The bridgers we used,were metal,never gave in,still got one in the tool box !.
Old Boy Scout...Be prepared :lol: .
Only trouble is,i have to find a vehicle to fit it to,"Thinks !". Fit a double wheel on a barrow.........

"I AM BEHIND YOU !" Well it is Panto season :roll: :roll: :roll:


----------



## RVNUT (Apr 8, 2008)

*TyrePal TA22X*

Hi,
I have the above on my 6 wheel twin rear Fleetwood. I have inner wheel extensions (bought seperately), works fine About £250, well worth the piece of mind.


----------



## peedee (May 10, 2005)

maomig said:


> Ok, thank you for your reply. How have you fit the sensors on the internal rear tyres? have you used any valve extension? If I understood correctly, on the rear external tyres actually you are not able to inflate them without taking the sensors off, which due to the anti-theft system it make it impossible.....right?


I would have thought the inner rear tyres would have already been fitted with extensions otherwise how do you inflate them. Perhaps mine were fitted by the converter. I have had no problem just screwing them on the valve with the supplied tool. To inflate I just remove them again with the supplied tool.



maomig said:


> From what you say internal sensors for the front wheel seems the best solution in the end....although in Italy there's plenty of people using these kind of sensors and sure they experienced problems with dirt but not at this level.....
> 
> Going back to the external vs flow through the specs of the two are the following:
> 
> ...


I only have the 19gms sensors fitted. I would think you could fit them to the rear tyres without any problem but they might effect wheel balance on the front.
peedee


----------



## maomig (Nov 7, 2013)

Having a better look to the valves, flow through is useless, it still prevents rear tyres to be inflated, since it simply heighten the access point making inflating them almost impossible.

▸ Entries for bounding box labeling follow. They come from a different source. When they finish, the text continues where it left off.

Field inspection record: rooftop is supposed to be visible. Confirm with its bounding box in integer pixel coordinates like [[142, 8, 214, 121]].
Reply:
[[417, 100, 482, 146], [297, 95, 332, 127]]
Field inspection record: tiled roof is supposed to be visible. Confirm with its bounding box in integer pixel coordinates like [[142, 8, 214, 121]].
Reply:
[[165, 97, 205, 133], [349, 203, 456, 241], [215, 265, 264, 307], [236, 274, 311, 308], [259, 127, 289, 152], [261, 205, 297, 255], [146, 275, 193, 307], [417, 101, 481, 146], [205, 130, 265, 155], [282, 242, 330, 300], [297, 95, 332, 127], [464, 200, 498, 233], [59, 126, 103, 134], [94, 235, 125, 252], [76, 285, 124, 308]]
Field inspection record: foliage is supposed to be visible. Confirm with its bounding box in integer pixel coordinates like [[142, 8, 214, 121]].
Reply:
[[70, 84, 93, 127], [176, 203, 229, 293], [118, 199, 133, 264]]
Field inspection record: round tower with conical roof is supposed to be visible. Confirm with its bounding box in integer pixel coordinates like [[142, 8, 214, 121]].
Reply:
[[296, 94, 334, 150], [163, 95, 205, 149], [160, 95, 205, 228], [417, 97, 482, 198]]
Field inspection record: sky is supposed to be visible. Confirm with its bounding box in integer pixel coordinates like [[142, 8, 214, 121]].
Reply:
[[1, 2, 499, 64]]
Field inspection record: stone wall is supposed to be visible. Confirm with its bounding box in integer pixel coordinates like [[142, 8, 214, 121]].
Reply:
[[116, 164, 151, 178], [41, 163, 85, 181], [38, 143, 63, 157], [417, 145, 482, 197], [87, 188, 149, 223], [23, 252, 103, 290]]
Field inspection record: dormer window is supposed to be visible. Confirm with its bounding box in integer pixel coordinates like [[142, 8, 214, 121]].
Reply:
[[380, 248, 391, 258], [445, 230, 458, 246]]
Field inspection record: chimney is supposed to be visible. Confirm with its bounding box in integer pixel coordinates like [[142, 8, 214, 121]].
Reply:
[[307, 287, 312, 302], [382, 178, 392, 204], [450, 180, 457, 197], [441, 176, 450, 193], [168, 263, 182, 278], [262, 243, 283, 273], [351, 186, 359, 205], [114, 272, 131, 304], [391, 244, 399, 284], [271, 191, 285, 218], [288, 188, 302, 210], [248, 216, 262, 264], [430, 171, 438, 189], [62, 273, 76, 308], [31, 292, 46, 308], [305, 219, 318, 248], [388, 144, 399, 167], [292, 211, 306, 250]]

So, I think that external sensors with bridgers is the only option.....


----------



## peedee (May 10, 2005)

I notice looking at the latest information on the TC215B that the design of the sensors is different to mine. The sensor now has locking grub screws as per the picture rather than a locking ring. There was clearly something wrong with the design. Perhaps I am not the only one to have trouble with sensors like I have?

peedee


----------



## peedee (May 10, 2005)

Maurizio,
I hope you had success with searching via google and found what you wanted. Here are the pictures I promised in my PM. I hope they are clear enough.

The bracket holding the end of the valve extension is held in position by an extra nut on the wheel bolt which also holds a hub cap on.

peedee


----------



## maomig (Nov 7, 2013)

peedee said:


> Maurizio,
> I hope you had success with searching via google and found what you wanted. Here are the pictures I promised in my PM. I hope they are clear enough.
> 
> The bracket holding the end of the valve extension is held in position by an extra nut on the wheel bolt which also holds a hub cap on.
> ...


Sorry for the delay.....I see your setup is completely different from mine. I have standard iron wheels and the only way to hold the extensions is with a clamp screwed on one of the wheel openings, which are bigger than yours and also positioned closer to the wheel center. I will post some pictures too....

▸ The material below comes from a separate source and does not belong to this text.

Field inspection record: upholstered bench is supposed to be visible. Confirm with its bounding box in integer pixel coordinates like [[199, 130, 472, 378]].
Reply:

But those are new wheels or just a cover?

thanks


----------



## VanFlair (Nov 21, 2009)

Hi moamig

Like you I am thinking about fitting tyre pressure indicators, I think that it is more important on a vehicle with double rear wheels as one tyre loosing pressure puts all the load onto the other tyre and can then cause problems with both tyres and I certainly on carry one spare.

I have wheel trims fitted that are a flat stainless steel disc on the rear and a protruding or convex trim on the front, the valves for filling are fastened into and come through the wheel trim with extension pipes so both rear tyres can be inflated easily.

I am worried that the simple pressure transducer caps may stick out too far from the wheel trims so I was also thinking about the flow through sensor I would propose to fit the sensor for the inside wheel in the middle of a rubber extension pipe (actually two pipes) and fasten it to a bracket inside the outer wheel and then the pipe out through the wheel trim to allow filling.

I hope that this description makes sense to you.

Martin


----------



## peedee (May 10, 2005)

maomig said:


> Sorry for the delay.....I see your setup is completely different from mine. I have standard iron wheels and the only way to hold the extensions is with a clamp screwed on one of the wheel openings, which are bigger than yours and also positioned closer to the wheel center. I will post some pictures too....
> 
> But those are new wheels or just a cover?
> 
> thanks


Yes they are covers.
peedee


----------